I saw few questions about it, but still can't understand.
Let $A$ be a symmetric matrix and $\lambda_{\max}$ its largest eigenvalue. Is the following true for all $A$?
$$ \lambda_{\max} \ge a_{ii} \forall i $$
That is, is the largest eigenvalue of a symmetric matrix always greater than any of its diagonal entries?
Is it somehow related to spectral radius and the following equation?
$$ \rho(A)=\max|\lambda_i|. $$
On
Let $\lambda_1,\cdots, \lambda_n$ be eigenvalues of $A $ in increasing order,i.e. $\lambda_n$ is the maximum eigenvalue.

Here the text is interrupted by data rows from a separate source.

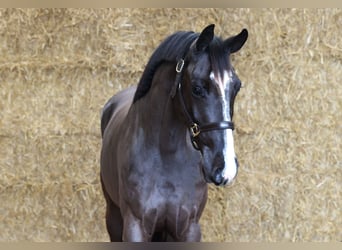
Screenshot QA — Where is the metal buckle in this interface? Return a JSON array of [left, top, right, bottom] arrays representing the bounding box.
[[190, 123, 201, 138], [176, 59, 184, 73]]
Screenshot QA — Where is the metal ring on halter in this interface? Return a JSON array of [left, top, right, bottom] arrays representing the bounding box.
[[190, 123, 201, 138]]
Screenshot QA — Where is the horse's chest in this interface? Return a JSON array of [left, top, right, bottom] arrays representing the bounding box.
[[136, 182, 206, 238]]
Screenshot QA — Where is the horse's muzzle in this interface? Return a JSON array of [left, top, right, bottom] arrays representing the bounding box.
[[212, 158, 239, 186]]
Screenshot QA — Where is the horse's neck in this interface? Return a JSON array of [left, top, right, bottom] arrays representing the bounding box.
[[135, 65, 187, 153]]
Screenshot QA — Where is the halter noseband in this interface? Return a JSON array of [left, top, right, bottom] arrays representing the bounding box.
[[171, 59, 234, 150]]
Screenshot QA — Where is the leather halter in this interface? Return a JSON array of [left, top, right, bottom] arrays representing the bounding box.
[[171, 59, 234, 150]]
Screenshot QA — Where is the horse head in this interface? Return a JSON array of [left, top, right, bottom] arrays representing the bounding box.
[[172, 25, 248, 185]]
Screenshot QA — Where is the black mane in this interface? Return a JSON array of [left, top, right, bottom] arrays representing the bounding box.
[[133, 31, 229, 103], [133, 31, 199, 103]]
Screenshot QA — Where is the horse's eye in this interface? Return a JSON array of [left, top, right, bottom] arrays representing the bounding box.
[[192, 85, 204, 97]]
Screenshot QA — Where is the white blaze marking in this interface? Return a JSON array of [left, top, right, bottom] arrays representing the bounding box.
[[210, 70, 237, 182]]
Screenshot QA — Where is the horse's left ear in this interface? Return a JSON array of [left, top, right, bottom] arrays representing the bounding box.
[[224, 29, 248, 53], [196, 24, 215, 51]]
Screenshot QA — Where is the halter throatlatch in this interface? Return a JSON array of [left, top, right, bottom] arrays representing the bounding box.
[[171, 59, 234, 150]]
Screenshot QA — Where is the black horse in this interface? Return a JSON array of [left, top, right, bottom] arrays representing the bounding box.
[[101, 25, 248, 241]]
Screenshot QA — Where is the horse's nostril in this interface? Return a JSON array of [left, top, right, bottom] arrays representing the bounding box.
[[234, 157, 239, 168]]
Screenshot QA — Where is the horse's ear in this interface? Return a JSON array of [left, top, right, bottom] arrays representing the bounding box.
[[196, 24, 215, 51], [224, 29, 248, 53]]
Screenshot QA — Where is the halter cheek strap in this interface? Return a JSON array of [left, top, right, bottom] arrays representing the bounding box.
[[171, 59, 234, 150]]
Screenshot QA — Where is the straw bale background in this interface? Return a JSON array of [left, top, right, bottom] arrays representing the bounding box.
[[0, 9, 342, 241]]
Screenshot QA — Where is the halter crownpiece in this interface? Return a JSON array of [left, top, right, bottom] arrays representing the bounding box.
[[171, 59, 234, 150]]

By Min-max theorem $$\lambda_n=\max_{x\in \mathbb{R^n},||{x}||=1 }x^TAx=\sum x_ix_j a_{ij} $$ while on the other hand$$a_{ii}=e_i^TAe_i $$ It follows that $$\lambda_n\ge a_{ii} \qquad \forall i$$
"No, I mean max eigenvalue bigger than any diagonal entity"
Yes. Take the adjacency matrix of any undirected simple graph. It's diagonal is all zeros, and each off diagonal entry is either zero or one. It's largest eigenvalue is always positive due to the Perron-Frobenius theorem and therefore larger than any diagonal entry. For slot of graphs (and random graphs in particular), the largest eigenvalue is about the largest degree in the graph, so you can find matrices where the difference between the largest eigenvalue and the largest diagonal entry (in this case, zero) is arbitrarily large.